Maverick Vinales Akui Tak Masalah Diasapi Fabio Quartararo

16-08-2019 11:30

 | Anindhya Danartikanya

Maverick Vinales Akui Tak Masalah Diasapi Fabio Quartararo
Maverick Vinales dan Fabio Quartararo © SRT

Bola.net - Pebalap Monster Energy Yamaha, Maverick Vinales sama sekali tak cemas melihat dirinya diasapi debutan Petronas Yamaha SRT, Fabio Quartararo di MotoGP 2019. Dalam 11 seri pertama musim ini, Quartararo terhitung enam kali finis di depan rider asal Spanyol tersebut.

Hasil Quartararo musim ini memang positif. Meski mengendarai YZR-M1 yang ala kadarnya, ia sukses meraih tiga pole dan tiga podium. Kini, El Diablo bahkan duduk di peringkat ketujuh pada klasemen pebalap dengan 92 poin, hanya tertinggal 10 poin dari Vinales.

Menurut Vinales, hasil Quartararo ini lumrah-lumrah saja. Selain YZR-M1 memang dikenal bersahabat untuk para debutan, tugas rider Prancis tersebut tak sebanyak pekerjaan Vinales dan Valentino Rossi di tim pabrikan.

1 dari 2

Tak Gundah dan Tak Gugup

"Saya sama sekali tak gundah melihat Fabio di depan saya. Di tim pabrikan, kami punya tugas lebih, yakni untuk menjajal semua perangkat. Sering kali kami tak bisa fokus untuk mencari catatan waktu atau ritme yang baik," ungkap Top Gun kepada Marca.
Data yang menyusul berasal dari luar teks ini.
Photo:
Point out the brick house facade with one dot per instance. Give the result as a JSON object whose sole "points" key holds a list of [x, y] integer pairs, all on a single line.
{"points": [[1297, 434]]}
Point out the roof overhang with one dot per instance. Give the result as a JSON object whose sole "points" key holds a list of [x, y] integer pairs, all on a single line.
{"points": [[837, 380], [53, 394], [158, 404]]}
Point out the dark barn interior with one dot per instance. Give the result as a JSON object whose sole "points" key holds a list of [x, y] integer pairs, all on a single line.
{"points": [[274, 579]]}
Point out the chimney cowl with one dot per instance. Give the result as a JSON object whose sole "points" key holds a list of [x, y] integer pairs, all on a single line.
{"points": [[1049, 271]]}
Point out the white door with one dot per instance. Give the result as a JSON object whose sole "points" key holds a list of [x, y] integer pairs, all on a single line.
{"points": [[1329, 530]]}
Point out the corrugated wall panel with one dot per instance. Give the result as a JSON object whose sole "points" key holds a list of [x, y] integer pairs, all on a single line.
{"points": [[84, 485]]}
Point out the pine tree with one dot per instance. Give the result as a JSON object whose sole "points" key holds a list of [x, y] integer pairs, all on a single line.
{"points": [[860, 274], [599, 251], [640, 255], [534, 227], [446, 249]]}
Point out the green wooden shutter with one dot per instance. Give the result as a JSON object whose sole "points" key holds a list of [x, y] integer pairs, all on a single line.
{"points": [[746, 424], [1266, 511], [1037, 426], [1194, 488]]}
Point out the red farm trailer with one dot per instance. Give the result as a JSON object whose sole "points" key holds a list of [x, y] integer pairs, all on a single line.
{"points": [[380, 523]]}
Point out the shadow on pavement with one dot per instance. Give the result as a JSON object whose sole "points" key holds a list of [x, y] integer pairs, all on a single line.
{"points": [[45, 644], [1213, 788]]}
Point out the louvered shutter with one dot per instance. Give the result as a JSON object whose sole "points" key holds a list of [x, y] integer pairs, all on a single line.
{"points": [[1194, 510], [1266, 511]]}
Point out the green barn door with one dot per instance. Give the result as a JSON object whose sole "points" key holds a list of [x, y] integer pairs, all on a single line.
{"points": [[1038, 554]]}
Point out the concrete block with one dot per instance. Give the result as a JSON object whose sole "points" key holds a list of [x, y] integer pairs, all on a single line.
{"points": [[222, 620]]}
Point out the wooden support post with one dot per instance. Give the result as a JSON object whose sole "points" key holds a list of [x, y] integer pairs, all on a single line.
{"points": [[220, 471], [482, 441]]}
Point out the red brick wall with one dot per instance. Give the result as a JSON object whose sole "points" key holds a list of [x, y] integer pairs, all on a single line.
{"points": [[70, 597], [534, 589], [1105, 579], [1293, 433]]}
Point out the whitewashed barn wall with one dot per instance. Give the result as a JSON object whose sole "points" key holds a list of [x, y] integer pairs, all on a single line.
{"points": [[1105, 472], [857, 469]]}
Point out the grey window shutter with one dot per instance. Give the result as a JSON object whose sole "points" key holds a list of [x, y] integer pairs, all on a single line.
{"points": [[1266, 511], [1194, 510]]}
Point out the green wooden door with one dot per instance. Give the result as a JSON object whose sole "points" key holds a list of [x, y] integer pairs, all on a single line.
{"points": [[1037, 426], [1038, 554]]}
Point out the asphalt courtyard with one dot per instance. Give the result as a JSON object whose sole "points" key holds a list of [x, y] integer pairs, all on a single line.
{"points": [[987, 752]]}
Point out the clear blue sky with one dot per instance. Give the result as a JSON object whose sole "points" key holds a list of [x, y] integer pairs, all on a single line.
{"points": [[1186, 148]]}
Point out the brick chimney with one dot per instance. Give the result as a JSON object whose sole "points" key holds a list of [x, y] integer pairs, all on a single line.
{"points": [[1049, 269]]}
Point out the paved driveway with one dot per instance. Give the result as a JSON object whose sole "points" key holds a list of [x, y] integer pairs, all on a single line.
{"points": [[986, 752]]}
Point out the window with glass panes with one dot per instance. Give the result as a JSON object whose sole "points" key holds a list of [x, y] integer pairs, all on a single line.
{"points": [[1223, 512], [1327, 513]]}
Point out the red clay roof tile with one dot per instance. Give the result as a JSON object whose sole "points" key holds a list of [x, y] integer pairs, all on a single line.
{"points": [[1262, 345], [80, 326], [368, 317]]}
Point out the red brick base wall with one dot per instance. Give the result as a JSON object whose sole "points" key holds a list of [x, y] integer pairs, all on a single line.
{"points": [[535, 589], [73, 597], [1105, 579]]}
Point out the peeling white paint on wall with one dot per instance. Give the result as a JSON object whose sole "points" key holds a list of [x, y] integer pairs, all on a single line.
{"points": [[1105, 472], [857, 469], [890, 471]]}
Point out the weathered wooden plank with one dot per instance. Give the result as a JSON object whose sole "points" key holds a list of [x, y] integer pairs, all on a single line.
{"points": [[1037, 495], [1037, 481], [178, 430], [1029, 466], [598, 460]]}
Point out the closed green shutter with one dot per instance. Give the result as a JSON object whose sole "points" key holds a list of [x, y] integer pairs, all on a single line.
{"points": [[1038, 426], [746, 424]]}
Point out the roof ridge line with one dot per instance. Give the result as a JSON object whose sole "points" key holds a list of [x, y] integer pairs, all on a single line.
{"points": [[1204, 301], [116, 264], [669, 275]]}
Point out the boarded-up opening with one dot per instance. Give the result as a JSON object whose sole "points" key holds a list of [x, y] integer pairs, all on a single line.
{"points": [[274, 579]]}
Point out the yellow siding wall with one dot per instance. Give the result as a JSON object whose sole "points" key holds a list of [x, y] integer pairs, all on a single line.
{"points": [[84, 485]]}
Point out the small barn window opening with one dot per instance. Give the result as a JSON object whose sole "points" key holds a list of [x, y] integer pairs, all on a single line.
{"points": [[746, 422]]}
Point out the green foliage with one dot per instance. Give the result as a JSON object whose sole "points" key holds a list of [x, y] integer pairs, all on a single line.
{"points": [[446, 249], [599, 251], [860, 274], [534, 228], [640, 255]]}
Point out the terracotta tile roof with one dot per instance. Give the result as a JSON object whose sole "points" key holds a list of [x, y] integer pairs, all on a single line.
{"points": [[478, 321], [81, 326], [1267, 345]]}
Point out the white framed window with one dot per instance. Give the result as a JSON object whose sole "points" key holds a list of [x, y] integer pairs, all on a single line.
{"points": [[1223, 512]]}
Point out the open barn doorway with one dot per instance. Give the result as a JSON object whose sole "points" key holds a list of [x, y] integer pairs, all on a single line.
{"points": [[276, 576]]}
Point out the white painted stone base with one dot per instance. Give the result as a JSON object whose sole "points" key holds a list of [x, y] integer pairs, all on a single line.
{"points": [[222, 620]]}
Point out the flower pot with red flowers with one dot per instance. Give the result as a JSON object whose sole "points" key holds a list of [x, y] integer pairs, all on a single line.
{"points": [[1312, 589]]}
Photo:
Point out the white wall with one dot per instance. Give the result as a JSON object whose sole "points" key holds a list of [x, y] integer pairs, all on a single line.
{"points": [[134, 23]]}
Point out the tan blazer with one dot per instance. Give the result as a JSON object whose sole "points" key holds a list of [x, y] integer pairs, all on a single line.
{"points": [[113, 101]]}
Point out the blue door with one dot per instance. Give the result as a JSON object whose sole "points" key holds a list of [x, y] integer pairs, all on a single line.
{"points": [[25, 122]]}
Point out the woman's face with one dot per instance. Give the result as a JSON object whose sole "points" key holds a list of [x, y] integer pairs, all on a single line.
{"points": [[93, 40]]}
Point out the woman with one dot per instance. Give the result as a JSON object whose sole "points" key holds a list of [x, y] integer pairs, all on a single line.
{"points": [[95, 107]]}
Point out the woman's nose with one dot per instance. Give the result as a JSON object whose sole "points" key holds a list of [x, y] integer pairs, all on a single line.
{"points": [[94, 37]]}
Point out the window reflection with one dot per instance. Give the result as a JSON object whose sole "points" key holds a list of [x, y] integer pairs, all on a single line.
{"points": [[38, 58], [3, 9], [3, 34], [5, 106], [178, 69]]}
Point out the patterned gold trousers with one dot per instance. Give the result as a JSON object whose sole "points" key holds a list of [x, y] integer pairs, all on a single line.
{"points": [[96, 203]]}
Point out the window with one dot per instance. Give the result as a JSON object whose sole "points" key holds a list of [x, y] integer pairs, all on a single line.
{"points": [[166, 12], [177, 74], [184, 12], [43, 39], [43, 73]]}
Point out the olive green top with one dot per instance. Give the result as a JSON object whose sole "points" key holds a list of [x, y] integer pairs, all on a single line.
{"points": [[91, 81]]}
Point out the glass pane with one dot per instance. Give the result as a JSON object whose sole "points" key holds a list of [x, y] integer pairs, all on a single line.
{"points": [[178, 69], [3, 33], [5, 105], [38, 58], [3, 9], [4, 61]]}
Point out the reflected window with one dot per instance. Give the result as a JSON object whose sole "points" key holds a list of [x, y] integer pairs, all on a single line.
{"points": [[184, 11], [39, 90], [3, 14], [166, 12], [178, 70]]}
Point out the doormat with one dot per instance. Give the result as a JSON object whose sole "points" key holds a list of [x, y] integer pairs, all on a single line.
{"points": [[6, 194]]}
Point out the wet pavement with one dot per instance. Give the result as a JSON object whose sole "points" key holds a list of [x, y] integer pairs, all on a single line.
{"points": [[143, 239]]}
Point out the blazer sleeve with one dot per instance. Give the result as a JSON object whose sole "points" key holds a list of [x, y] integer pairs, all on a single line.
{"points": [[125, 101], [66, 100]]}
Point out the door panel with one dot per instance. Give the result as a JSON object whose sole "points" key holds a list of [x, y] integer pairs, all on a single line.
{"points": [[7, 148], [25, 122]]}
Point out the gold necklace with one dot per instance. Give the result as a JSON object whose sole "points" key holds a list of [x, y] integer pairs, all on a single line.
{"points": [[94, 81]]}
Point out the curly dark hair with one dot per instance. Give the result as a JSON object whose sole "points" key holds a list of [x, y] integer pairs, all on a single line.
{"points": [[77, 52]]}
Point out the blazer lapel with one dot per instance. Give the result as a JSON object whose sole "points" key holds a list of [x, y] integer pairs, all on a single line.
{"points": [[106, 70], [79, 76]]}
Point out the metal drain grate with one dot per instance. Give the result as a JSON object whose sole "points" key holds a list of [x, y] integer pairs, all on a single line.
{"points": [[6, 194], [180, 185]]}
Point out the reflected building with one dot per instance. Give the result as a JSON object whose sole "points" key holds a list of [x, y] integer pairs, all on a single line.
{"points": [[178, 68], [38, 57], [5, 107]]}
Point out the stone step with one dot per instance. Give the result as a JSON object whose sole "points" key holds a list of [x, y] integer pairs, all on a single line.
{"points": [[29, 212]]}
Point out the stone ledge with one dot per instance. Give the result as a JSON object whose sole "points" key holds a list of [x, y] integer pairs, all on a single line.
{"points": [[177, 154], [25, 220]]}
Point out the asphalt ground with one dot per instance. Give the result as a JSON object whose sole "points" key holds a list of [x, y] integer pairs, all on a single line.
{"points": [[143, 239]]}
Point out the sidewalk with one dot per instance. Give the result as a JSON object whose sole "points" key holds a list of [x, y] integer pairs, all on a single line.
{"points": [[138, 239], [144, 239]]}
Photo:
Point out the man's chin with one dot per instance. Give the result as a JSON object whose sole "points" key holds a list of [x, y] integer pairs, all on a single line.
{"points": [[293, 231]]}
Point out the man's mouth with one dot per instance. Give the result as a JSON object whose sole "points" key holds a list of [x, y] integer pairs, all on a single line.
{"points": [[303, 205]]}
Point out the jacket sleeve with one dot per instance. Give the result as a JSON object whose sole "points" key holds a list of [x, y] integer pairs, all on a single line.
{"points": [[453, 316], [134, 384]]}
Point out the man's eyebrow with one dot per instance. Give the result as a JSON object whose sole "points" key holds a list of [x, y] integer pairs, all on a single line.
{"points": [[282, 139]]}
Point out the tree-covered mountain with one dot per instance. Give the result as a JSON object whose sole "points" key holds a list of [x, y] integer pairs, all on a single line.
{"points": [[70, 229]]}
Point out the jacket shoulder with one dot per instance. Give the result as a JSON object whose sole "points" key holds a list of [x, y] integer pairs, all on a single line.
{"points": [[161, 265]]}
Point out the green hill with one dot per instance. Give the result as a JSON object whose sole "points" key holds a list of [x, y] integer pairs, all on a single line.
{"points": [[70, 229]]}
Sama seperti Quartararo, Vinales juga sukses mengoleksi tiga podium, yang salah satunya merupakan kemenangan. Meski begitu, grafik performa dan hasilnya kerap naik turun, tak seperti Quartararo yang justru konsisten bertarung di papan atas.

"Situasi memang sulit, tapi saya tak merasa gugup melihat Fabio ada di depan kami. Pada akhirnya, kami memang harus memperbaiki beberapa bagian motor dan lebih baik dalam aspek tersebut," ujar juara dunia Moto3 2013 ini.

2 dari 2

Hanya Ingin Yamaha Membaik

Di lain sisi, Vinales tak memungkiri masa-masa buruk di Yamaha sungguh di luar dugaannya saat bergabung pada 2017 lalu. Menurutnya, performa yang tak menentu di setiap sirkuit sungguh berat bagi mentalnya. Meski begitu, ia senang memiliki tim dan lingkungan yang solid demi mempertahankan semangatnya.

"Saya hanya ingin Yamaha bekerja dengan baik. Saya ada di sini untuk menang. Tapi memang sulit. Apalagi jika sehabis menang Anda hanya finis ketujuh di balapan berikutnya, lalu menang lagi pada kesempatan selanjutnya. Secara emosional, ini berat. Tapi punya kelompok orang yang membuat Anda stabil sangat lah baik," pungkasnya.

Vinales dan para pebalap lainnya akan kembali turun lintasan dalam MotoGP Inggris yang digelar di Sirkuit Silverstone pada 23-25 Agustus. Sirkuit tersebut merupakan tempat di mana Vinales meraih kemenangan perdananya di MotoGP pada 2016, yakni saat ia masih membela Suzuki Ecstar.